I placed my things in the dresser drawers, toddled to the hallway bathroom to floss and brush my teeth, wash my face, and so on. My excitement was still there as as I got back to my room and closed the door behind myself, but something else was rising in me, and that was a need to sleep. I had slept less than half a night in 2018 (which seemed to transfer), followed by an intense day. I was beat.
Still, I lay in bed for some time, my thoughts drifting to the things – the somewhat uncomfortable things – I had just agreed to, especially that I had signed on to play holy man at a storefront church. This was not something I would pick, but it was all but imperative; if I didn’t do it I’d be crushing, maybe killing, two kind and desperate ninety year-olds. And that I could not do.
I comforted myself by acknowledging that playing holy man really wouldn’t require me to be terribly false. I’ve always had a strong spiritual bent, and letting go with that, singing songs that I rather liked, would be quite enough for these people. They’d interpret it wrongly from my perspective, but so what? It wasn’t my job to be some kind of doctrinal policeman. It was my job to impart something to them, and I was pretty sure I could do that.
* * * * *
I woke to the sound of a percolator, something I hadn’t heard for a long time. I lay there soaking in the feel of 1978. And there was a specific feel to it… it was mixed with my memories of 1978 of course, but it was a separate entity of itself. I lay there, feeling it, until the percolator stopped. Then I crawled out of bed.
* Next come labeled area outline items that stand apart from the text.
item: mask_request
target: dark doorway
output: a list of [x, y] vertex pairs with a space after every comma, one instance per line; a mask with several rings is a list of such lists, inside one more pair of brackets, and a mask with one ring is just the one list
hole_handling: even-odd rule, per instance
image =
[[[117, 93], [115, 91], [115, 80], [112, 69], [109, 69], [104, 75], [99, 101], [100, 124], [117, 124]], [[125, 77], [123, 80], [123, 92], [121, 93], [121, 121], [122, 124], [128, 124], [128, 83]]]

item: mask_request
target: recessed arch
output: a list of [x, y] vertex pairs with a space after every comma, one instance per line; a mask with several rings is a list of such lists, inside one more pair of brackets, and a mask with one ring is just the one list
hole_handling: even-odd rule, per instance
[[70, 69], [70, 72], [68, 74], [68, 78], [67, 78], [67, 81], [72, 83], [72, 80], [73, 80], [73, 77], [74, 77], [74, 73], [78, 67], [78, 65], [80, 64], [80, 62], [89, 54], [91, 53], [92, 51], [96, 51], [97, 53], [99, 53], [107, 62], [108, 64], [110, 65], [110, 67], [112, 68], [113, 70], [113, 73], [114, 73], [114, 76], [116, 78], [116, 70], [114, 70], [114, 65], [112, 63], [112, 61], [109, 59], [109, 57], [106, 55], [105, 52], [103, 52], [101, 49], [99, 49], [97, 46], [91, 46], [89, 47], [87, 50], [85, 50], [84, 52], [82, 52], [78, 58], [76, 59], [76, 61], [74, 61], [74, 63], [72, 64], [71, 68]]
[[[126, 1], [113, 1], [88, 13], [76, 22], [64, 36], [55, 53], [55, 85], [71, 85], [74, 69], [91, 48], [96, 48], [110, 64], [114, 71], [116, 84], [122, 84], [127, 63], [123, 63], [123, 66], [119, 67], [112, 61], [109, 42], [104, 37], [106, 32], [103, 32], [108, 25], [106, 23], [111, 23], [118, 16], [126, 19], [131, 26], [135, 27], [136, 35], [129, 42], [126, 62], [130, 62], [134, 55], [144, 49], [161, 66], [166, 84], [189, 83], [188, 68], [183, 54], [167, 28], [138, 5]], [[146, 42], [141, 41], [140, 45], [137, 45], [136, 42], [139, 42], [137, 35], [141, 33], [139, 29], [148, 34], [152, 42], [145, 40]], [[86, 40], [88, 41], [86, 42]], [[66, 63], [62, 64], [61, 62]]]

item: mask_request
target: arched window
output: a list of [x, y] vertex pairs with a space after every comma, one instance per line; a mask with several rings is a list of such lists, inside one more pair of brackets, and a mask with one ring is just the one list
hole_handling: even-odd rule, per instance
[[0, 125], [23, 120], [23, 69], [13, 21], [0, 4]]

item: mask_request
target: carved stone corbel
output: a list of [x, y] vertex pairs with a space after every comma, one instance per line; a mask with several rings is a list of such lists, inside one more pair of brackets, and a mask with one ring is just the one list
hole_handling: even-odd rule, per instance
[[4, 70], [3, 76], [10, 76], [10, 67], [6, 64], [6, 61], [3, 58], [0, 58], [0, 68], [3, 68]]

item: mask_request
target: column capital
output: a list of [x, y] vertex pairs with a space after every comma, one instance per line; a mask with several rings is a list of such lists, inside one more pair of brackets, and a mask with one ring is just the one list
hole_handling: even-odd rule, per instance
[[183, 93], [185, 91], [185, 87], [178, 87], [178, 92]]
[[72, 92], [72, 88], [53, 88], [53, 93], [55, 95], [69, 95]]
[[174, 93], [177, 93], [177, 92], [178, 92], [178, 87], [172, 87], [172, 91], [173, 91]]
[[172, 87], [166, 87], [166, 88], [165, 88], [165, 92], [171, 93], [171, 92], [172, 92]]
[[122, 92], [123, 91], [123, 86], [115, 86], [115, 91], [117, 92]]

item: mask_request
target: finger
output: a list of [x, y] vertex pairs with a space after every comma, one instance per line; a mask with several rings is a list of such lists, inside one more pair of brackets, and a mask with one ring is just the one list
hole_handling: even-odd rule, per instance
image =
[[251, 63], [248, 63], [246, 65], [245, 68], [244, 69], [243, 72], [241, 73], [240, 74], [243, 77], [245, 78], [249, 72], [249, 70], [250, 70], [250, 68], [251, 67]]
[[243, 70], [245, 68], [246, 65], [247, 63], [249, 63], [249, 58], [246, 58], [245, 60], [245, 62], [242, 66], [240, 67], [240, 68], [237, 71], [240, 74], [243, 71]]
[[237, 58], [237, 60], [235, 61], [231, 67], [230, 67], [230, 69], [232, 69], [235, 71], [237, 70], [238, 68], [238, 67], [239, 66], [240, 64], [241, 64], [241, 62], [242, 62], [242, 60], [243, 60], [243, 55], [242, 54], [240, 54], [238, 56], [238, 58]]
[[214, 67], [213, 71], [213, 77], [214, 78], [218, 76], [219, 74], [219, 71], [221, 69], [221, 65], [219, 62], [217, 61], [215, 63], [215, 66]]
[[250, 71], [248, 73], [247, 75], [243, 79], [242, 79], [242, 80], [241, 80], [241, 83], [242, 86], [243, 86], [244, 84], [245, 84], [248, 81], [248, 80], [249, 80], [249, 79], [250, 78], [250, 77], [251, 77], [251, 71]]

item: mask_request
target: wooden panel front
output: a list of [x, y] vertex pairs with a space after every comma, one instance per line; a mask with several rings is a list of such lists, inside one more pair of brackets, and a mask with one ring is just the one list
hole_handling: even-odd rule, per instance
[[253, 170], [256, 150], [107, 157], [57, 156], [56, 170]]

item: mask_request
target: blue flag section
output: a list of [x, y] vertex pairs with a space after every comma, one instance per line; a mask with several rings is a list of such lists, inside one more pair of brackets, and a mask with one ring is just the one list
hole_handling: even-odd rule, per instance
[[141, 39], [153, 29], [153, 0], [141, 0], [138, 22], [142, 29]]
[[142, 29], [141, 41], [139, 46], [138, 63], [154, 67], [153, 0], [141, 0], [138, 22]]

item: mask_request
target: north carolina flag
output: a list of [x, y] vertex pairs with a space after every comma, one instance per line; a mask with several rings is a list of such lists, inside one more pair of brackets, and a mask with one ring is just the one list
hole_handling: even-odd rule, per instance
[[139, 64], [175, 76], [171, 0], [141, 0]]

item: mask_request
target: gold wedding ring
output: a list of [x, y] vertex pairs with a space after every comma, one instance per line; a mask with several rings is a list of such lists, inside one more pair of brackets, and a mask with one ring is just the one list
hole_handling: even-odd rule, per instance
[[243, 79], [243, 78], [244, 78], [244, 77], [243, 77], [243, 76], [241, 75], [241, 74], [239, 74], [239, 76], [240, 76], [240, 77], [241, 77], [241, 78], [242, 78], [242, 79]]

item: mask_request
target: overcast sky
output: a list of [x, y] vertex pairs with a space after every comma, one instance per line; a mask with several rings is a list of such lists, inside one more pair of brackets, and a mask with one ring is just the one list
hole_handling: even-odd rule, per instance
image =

I cleaned up, shared a cup of coffee with Dorthea, then a piece of coffee cake and another coffee with Micah. We agreed that I’d take the day to myself, then go with them to Hosanna Tabernacle (Hosanna Tab was what they called it) in the evening. My thought was to take a taxi to Evanston, sit in a diner I knew, read my letter, start formulating my plan, then buy a good used guitar. I’d easily be back in time.
Dorthea and Micah would putter around the house all day, which seemed fitting, given their ages.